Peter Hill is known for being a straight shooter. So, when the Oman Air CEO agreed to answer some of my questions for an Airline Business feature about the in-flight connectivity boon, it didn’t surprise me that he came back with honest, forthright answers. It did make me feel very grateful, however. Peter, this is gold, and I thank you from the bottom of my heart.
Check out the news article now running on Flightglobal’s IFEC channel about Oman’s in-flight connectivity strategy for passengers, and then read on to learn what Peter thinks of the operational benefits of having a highly connected aircraft.
Question: From an operational standpoint, does Oman see ways in which it can harness SwiftBroadband (SBB) connectivity to improve operations, maintenance, etc?
Answer: There is no doubt that we are on the brink of a technological advance that will see benefits flow on to areas of operations that was originally unforeseen. I think that it is obvious that this revolution in in-flight connectivity will have the capacity to improve many other areas of an airline’s operations.
Up to this point, it has been traditional for ground-to-air communications via Satcomm systems which can be expensive and restrictive. The use of SBB could for example, could allow communications between cockpit crew and ground-based crew, for example to send in advanced, pending in-flight engineering maintenance issues to prepare Line Maintenance and hence reduce turn-around time.
SSB will also allow for an increase in the amount of data that can be sent back to our operation and engineering areas, allowing more engine data, fuel data and position reporting points to be fed back into our day to day flight watch, thereby increasing the safety level, security and efficiency of our operation.
Another example, is in-flight crew being able to communicate to ground-based crew about a whole range of operational matters, eg lost baggage, flight transfers, special “meet and greet” requirements, hotel arrangements, tour bookings etc.
It could also, for example be used to text or email on-board passengers, details of their connecting flights, departing gates and revised departure times, including the receipt of their next boarding pass, essentially offering a personalized customer service or one-to-one customer relationship management.
Question: Some carriers are viewing their connected aircraft as a node on their IT network. Does Oman see the benefit in this?
Answer: This is an area that is still under review. However, we are mindful that one of the developing technological trends is something referred to a “cloud computing”.
Essentially, this phrase is used to describe the process whereby computing requirements (including applications, storage space etc) are provided via the Internet as a service, as opposed to using in-house IT infrastructure.
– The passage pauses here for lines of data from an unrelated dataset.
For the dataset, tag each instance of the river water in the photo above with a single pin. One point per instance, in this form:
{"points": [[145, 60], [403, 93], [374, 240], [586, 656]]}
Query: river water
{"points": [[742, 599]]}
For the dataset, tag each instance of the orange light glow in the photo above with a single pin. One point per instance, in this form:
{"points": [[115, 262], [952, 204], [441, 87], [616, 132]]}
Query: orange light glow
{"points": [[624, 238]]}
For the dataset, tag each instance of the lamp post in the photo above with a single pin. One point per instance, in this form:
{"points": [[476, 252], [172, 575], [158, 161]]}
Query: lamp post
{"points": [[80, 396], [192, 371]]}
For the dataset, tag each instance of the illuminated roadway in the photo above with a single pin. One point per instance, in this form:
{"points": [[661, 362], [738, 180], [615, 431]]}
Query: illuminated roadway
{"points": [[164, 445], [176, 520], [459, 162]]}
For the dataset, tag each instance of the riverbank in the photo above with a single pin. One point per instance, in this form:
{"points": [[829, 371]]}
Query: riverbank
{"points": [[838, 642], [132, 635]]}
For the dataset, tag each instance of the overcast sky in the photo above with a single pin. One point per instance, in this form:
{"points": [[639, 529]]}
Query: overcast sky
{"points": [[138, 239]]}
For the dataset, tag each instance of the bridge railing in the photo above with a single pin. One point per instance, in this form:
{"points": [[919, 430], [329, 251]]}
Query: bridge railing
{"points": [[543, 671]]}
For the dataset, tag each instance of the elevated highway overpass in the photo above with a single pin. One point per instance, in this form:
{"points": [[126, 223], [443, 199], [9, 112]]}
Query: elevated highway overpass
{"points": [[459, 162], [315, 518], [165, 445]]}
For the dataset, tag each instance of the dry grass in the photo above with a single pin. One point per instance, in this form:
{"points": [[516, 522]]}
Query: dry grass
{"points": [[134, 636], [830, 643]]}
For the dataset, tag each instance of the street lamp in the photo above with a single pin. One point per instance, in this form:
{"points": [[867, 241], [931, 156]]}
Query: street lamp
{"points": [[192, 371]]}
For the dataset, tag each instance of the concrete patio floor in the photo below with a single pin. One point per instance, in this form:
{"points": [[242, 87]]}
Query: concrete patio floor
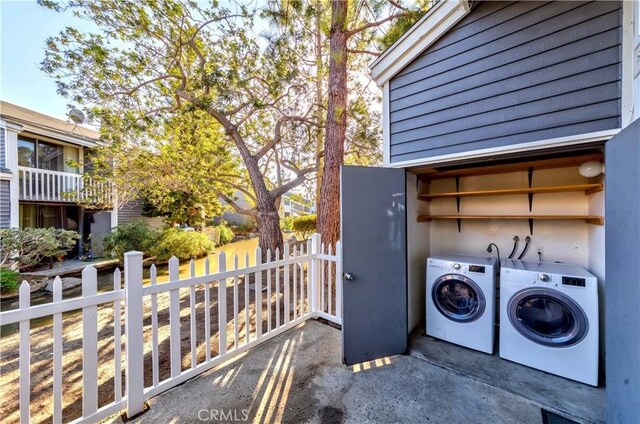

This concept is not new and many readers will be familiar with using Gmail, hotmail and yahoo mail as their personal email service, whereby the computing service is via the Internet.
From a user’s perspective, all that is needed is a web browser (like Internet Explorer, Firefox, Google Chrome etc) and internet connectivity. This approach will dispense with the need to build and manage complicated IT infrastructure.
However, the key to cloud computing success is “availability” and “security” from both a privacy and integrity point of view.
Hence my original statement that this area is still under review, as there is obviously substantial benefit for the airline to allow users to access directly into the “Internet cloud” as opposed to via a node on the airline’s IT network.
Question: Lufthansa is bringing Ku-band connectivity to its overseas flights. Other major carriers, including Emirates, have stepped up their studies in this regard. Could you envision doing the same for Oman, or do you believe the connectivity appetite of your passengers will be satiated with the OnAir solutions?
Answer: At the moment, Immarsat’s SwiftBroadband (SBB) is the standard on all new Airbus long-range aircraft.
It supports data rates of about 432 kilobits per second which is sufficient for light Internet use and in-flight GSM/GPRS connectivity offered by OnAir.
By contrast, Ku-band connectivity is expected to support much faster data transfer rates.
Of course, such an increase in speed does sound attractive but the initial introduction of the OnAir product will allow Oman Air time to fully digest and review the uptake of this revolutionary service.